John Coates, Australia's Olympic Committee president, said last week he had arranged sports funding totalling $1.2 million for 11 African countries just before Sydney won the 1993 bidding race by two votes over Beijing.
On the eve of the vote, Coates promised International Olympic Committee (IOC) delegates from Kenya and Uganda a total of $35,000 each to sponsor sports projects.
The revelations drew Sydney into the biggest scandal to hit the Olympic movement in its 105-year history - allegations that IOC officials had accepted $600,000 in goods and services from Salt Lake City in its successful bid for the 2002 Winter Games.
Sydney still has to raise about Aus$220 million to meet its Games funding target.
Games marketing head John Moore said that Sydney was on schedule to meet the target, but acknowledged the Olympic image had suffered some damage in the eyes of sponsors.
Valder said he was unaware of the details of the 1993 bid and his main worry was how the furore would affect fundraising.
Five of the 11 sports funding deals that helped to clinch Sydney's bid in 1993 were signed by African officials who have since been named in the Salt Lake City bribery inquiry.
Craig McLatchey, secretary general of the Australian Olympic Committee, said yesterday he was confident Sydney's bid tactics could withstand scrutiny.

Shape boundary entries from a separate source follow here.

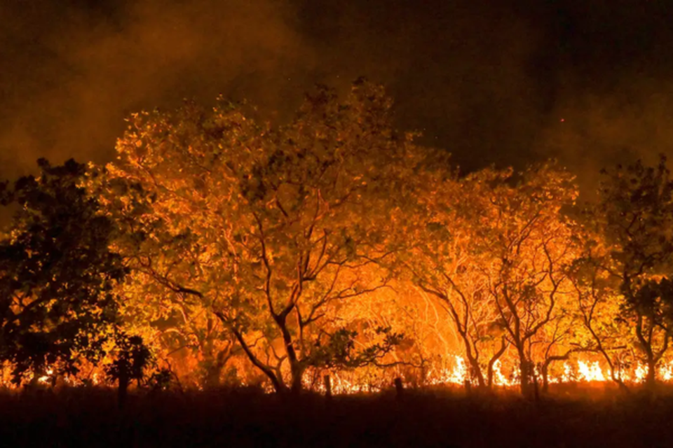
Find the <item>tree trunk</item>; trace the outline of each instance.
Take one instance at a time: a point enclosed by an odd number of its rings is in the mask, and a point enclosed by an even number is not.
[[[505,343],[505,338],[503,337],[501,340],[500,349],[496,351],[493,356],[491,358],[491,360],[489,361],[488,367],[488,388],[490,389],[493,387],[493,368],[496,365],[496,362],[500,359],[500,357],[503,356],[503,354],[505,353],[505,350],[507,349],[507,344]]]
[[[117,379],[117,405],[120,408],[126,405],[126,398],[128,396],[128,385],[130,383],[128,372],[124,368],[120,369],[119,377]]]
[[[294,396],[298,396],[301,392],[301,380],[304,379],[304,368],[298,360],[290,364],[290,372],[292,373],[292,384],[290,391]]]
[[[526,356],[519,353],[519,387],[521,394],[526,398],[531,396],[531,363],[526,359]]]
[[[647,355],[647,375],[645,377],[645,387],[653,389],[657,384],[657,361],[649,353]]]

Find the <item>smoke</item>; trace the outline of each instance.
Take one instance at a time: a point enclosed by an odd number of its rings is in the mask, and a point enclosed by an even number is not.
[[[496,6],[497,5],[497,6]],[[670,7],[669,7],[670,8]],[[397,126],[463,171],[670,152],[660,2],[11,0],[0,3],[0,176],[104,162],[129,113],[218,94],[283,118],[315,83],[384,83]]]
[[[0,75],[4,176],[43,156],[109,160],[128,113],[184,97],[222,92],[282,109],[287,80],[313,60],[292,10],[273,0],[0,8],[14,24],[0,35],[11,64]]]

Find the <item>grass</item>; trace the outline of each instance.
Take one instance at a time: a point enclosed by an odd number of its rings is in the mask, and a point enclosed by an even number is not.
[[[601,390],[539,402],[513,393],[405,391],[289,400],[254,390],[0,394],[0,445],[48,447],[671,447],[673,393]],[[581,392],[581,391],[580,391]]]

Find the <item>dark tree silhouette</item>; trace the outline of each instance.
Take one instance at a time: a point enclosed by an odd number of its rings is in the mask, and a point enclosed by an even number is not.
[[[2,204],[16,209],[0,239],[0,360],[17,383],[48,365],[75,373],[79,357],[102,354],[125,274],[108,248],[115,225],[80,186],[86,167],[38,164],[39,177],[0,186]]]

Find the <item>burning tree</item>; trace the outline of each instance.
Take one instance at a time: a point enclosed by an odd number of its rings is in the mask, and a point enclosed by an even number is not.
[[[311,366],[377,363],[400,335],[355,349],[339,309],[388,281],[389,195],[413,147],[389,109],[360,82],[343,103],[320,90],[276,130],[224,101],[134,115],[104,202],[143,296],[169,297],[168,319],[218,319],[278,391]]]
[[[611,296],[623,298],[618,318],[633,329],[651,387],[673,331],[673,181],[663,157],[655,167],[639,162],[604,174],[599,203],[587,216],[606,247],[587,261],[606,278],[603,288],[611,284]]]
[[[487,175],[491,185],[482,218],[475,223],[473,251],[484,276],[497,325],[516,351],[522,393],[535,380],[536,359],[562,359],[560,340],[569,327],[568,270],[576,250],[562,208],[573,204],[573,177],[552,165],[529,168],[516,186],[508,176]],[[552,358],[553,356],[554,358]]]
[[[0,241],[0,360],[12,364],[16,382],[99,360],[119,323],[116,288],[126,274],[108,248],[114,223],[81,186],[85,165],[38,164],[39,177],[0,190],[3,205],[19,206]]]
[[[446,312],[463,346],[470,378],[480,388],[490,388],[495,363],[508,346],[486,279],[477,269],[485,254],[475,246],[483,216],[481,202],[491,192],[473,178],[459,181],[446,167],[443,173],[419,186],[414,214],[420,225],[404,263],[423,293]]]

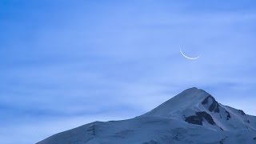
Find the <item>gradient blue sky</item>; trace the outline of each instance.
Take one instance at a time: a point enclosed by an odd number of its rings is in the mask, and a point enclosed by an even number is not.
[[[255,26],[254,0],[1,0],[1,143],[133,118],[193,86],[256,115]]]

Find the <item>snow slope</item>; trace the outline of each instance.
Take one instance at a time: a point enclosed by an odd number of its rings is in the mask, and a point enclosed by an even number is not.
[[[256,143],[256,117],[190,88],[151,111],[123,121],[94,122],[38,144]]]

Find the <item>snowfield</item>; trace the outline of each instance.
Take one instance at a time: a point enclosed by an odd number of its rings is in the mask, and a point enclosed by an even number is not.
[[[151,111],[122,121],[94,122],[38,144],[256,144],[256,117],[190,88]]]

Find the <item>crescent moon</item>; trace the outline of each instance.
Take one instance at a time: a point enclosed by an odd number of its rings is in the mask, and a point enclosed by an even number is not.
[[[191,59],[191,60],[195,60],[195,59],[198,59],[198,58],[200,58],[201,55],[199,55],[198,57],[195,57],[195,58],[190,58],[186,55],[185,55],[182,51],[182,49],[179,48],[179,51],[182,53],[182,54],[186,58],[188,58],[188,59]]]

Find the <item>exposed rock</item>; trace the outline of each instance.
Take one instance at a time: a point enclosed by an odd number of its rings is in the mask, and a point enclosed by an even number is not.
[[[219,113],[219,107],[218,107],[218,102],[215,100],[215,98],[211,96],[211,95],[209,95],[208,97],[206,97],[202,102],[202,105],[206,105],[208,103],[208,99],[209,98],[211,98],[213,102],[210,105],[210,107],[209,107],[209,110],[210,112],[213,112],[214,110],[215,113]]]
[[[196,112],[196,115],[187,117],[185,121],[188,123],[202,126],[203,118],[205,118],[210,124],[215,125],[213,118],[205,111]]]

"As for do we have the finer details, do we know they spent $1,000 or $5,000 on erecting soccer goal posts, no, we don't," said McLatchey.
But he added: "We have, I believe, measured up to all parts of the agreements we've signed, and provided the money on the basis that it is for sports projects."

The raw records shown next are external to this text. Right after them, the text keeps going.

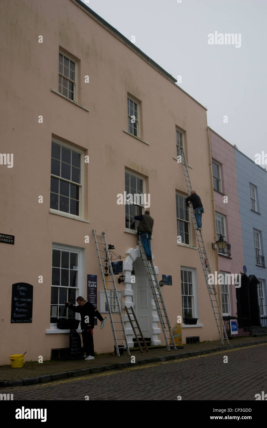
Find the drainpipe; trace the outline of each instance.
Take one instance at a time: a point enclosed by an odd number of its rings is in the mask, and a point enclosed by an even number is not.
[[[210,158],[210,173],[211,190],[212,191],[212,205],[213,208],[213,226],[214,226],[214,236],[216,237],[216,240],[217,232],[216,231],[216,219],[215,217],[215,207],[214,206],[214,193],[213,192],[213,174],[212,173],[212,158],[211,157],[211,146],[210,145],[210,127],[208,126],[207,128],[207,130],[208,134],[208,141],[209,143],[209,155]],[[217,271],[218,272],[218,274],[219,275],[219,258],[218,256],[218,250],[216,249],[216,266],[217,268]],[[219,286],[219,285],[218,285],[217,287],[217,295],[219,298],[218,300],[219,300],[219,305],[220,306],[220,309],[222,311],[222,297],[221,294],[221,287]]]

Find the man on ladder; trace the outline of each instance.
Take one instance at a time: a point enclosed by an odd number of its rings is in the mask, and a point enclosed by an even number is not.
[[[140,233],[147,259],[148,260],[152,260],[150,240],[151,239],[154,220],[150,214],[150,211],[145,211],[144,215],[135,216],[135,220],[139,220],[140,221],[137,232],[138,234]]]
[[[204,212],[204,209],[202,205],[201,199],[198,195],[194,190],[191,190],[190,192],[191,196],[188,196],[186,199],[186,203],[188,206],[188,202],[192,202],[193,208],[195,211],[195,220],[198,225],[197,230],[201,230],[202,226],[201,221],[201,217],[202,214]]]

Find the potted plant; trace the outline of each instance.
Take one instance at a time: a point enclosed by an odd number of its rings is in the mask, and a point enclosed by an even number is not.
[[[185,312],[184,321],[185,324],[196,324],[198,318],[193,318],[191,312]]]

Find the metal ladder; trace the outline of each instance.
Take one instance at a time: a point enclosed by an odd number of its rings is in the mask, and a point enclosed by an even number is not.
[[[146,272],[148,277],[152,296],[154,299],[158,315],[159,318],[159,322],[160,323],[163,336],[164,336],[166,342],[167,348],[168,351],[171,351],[168,339],[171,339],[173,346],[174,346],[174,349],[176,349],[176,346],[172,335],[171,324],[170,324],[164,301],[163,300],[160,286],[159,285],[157,274],[155,270],[154,263],[152,260],[149,261],[147,259],[140,235],[138,235],[138,240],[139,246],[140,253],[141,253],[142,260],[144,262]],[[160,303],[161,303],[161,306]],[[164,320],[165,318],[165,320]],[[167,324],[167,327],[165,325],[166,324]],[[166,336],[166,333],[168,333],[168,331],[170,335],[169,337],[167,337]]]
[[[112,270],[112,267],[111,266],[111,262],[110,259],[110,257],[109,256],[109,253],[108,253],[108,244],[107,244],[107,240],[106,239],[105,232],[102,232],[102,235],[97,235],[96,232],[97,232],[97,230],[93,230],[92,231],[93,234],[93,235],[94,238],[95,240],[95,243],[96,244],[96,251],[97,252],[97,256],[98,257],[98,261],[100,267],[100,271],[101,272],[101,276],[102,277],[102,281],[103,282],[103,285],[104,287],[104,290],[105,291],[105,294],[106,296],[106,301],[107,302],[107,305],[108,306],[108,313],[109,314],[109,318],[110,319],[110,323],[111,326],[111,328],[112,330],[112,333],[113,334],[113,337],[114,338],[114,343],[115,344],[115,346],[116,347],[116,350],[117,353],[117,355],[118,357],[120,357],[120,351],[119,351],[119,348],[118,346],[118,340],[124,340],[125,342],[125,345],[126,348],[127,349],[127,355],[130,355],[130,350],[129,349],[129,347],[128,345],[128,342],[127,341],[127,338],[126,337],[126,333],[125,333],[125,329],[124,328],[124,324],[123,323],[123,319],[122,314],[121,313],[121,309],[120,308],[120,302],[119,301],[119,298],[118,297],[118,293],[117,292],[117,290],[116,288],[116,283],[115,282],[115,279],[114,279],[114,275],[113,274],[113,271]],[[97,238],[102,238],[103,240],[102,242],[99,242],[97,241]],[[100,250],[99,248],[99,245],[104,247],[105,249]],[[103,257],[100,256],[99,252],[102,252],[104,254],[103,255]],[[102,261],[103,261],[105,262],[105,265],[103,265],[102,263]],[[105,267],[105,272],[104,273],[103,270],[103,267]],[[109,268],[109,270],[108,270],[108,268]],[[112,280],[110,280],[108,279],[108,278],[110,278],[111,276]],[[106,282],[111,282],[112,283],[113,285],[112,288],[110,288],[109,287],[107,288]],[[111,297],[112,298],[115,297],[116,299],[116,306],[118,306],[119,308],[119,312],[118,314],[116,315],[119,315],[120,316],[120,321],[114,321],[113,320],[112,317],[112,313],[111,312],[111,309],[110,306],[110,304],[109,303],[109,300],[108,299],[108,291],[110,291],[110,298],[111,300]],[[114,293],[114,295],[111,296],[111,293]],[[115,323],[120,323],[121,324],[121,329],[120,330],[116,330],[115,328],[114,324]],[[117,332],[123,332],[123,337],[117,337],[116,336],[116,333]]]
[[[191,182],[190,179],[190,176],[188,171],[186,159],[186,156],[183,147],[181,147],[180,146],[177,146],[177,147],[179,148],[179,152],[180,155],[181,157],[181,160],[182,161],[181,163],[183,166],[183,175],[186,181],[186,188],[187,189],[187,191],[188,192],[188,194],[189,195],[190,195],[190,192],[193,189],[191,185]],[[204,273],[204,276],[205,277],[205,280],[206,281],[206,283],[208,289],[210,301],[211,302],[211,306],[212,306],[213,314],[214,314],[214,317],[216,321],[216,324],[220,336],[221,342],[222,345],[224,345],[223,342],[224,340],[226,340],[228,345],[229,345],[229,341],[228,340],[228,337],[227,337],[226,330],[225,330],[223,320],[222,319],[222,315],[221,312],[221,309],[219,303],[218,298],[217,297],[217,291],[216,291],[216,288],[214,284],[210,284],[209,283],[209,278],[208,277],[208,275],[209,273],[211,273],[212,272],[210,270],[209,260],[208,259],[207,254],[207,251],[206,251],[206,248],[205,248],[204,241],[203,240],[201,231],[201,230],[197,230],[198,225],[197,224],[195,217],[195,213],[194,212],[193,206],[191,202],[189,203],[189,208],[191,214],[192,220],[193,220],[194,229],[195,229],[195,232],[196,238],[198,242],[198,253],[200,256],[200,260],[202,267],[202,269],[203,270],[203,273]]]
[[[141,343],[140,342],[140,341],[139,341],[139,339],[138,338],[138,336],[137,336],[137,334],[136,333],[136,332],[135,331],[135,329],[136,328],[138,328],[138,330],[139,330],[139,336],[141,336],[141,338],[142,339],[142,340],[143,341],[143,343],[144,344],[144,346],[145,350],[147,351],[147,352],[148,352],[148,348],[147,348],[147,344],[146,343],[146,342],[145,342],[145,341],[144,340],[144,336],[143,336],[143,333],[141,331],[141,329],[140,328],[140,326],[139,325],[138,321],[137,321],[137,319],[136,318],[136,317],[135,316],[135,313],[134,312],[134,311],[133,308],[132,306],[131,306],[131,310],[132,311],[132,313],[130,313],[129,312],[128,308],[127,308],[127,306],[125,306],[125,310],[126,311],[126,313],[128,315],[128,317],[129,318],[129,321],[130,321],[130,324],[131,324],[131,326],[132,328],[132,331],[133,331],[133,332],[134,333],[134,334],[135,334],[135,339],[136,339],[136,342],[137,342],[137,343],[138,344],[138,346],[139,346],[139,349],[140,350],[140,352],[143,352],[143,349],[142,348],[142,347],[141,346]],[[131,315],[132,315],[132,316],[133,317],[133,319],[132,319],[132,318],[131,318]],[[133,321],[135,321],[135,323],[136,324],[136,327],[135,327],[135,326],[133,325]]]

Coates has defended his actions, saying last weekend: "I wasn't going to die wondering why we didn't win, like we didn't win with (earlier bids for) Brisbane or Melbourne."
But readers' letters published so far by Australian newspapers suggest many people think it was not worth getting the Games on those terms.
"I'm sorry, John Coates, but I would rather die knowing I hadn't bought the Olympics than die wondering why we hadn't won it," said one letter published in the Sydney Morning Herald.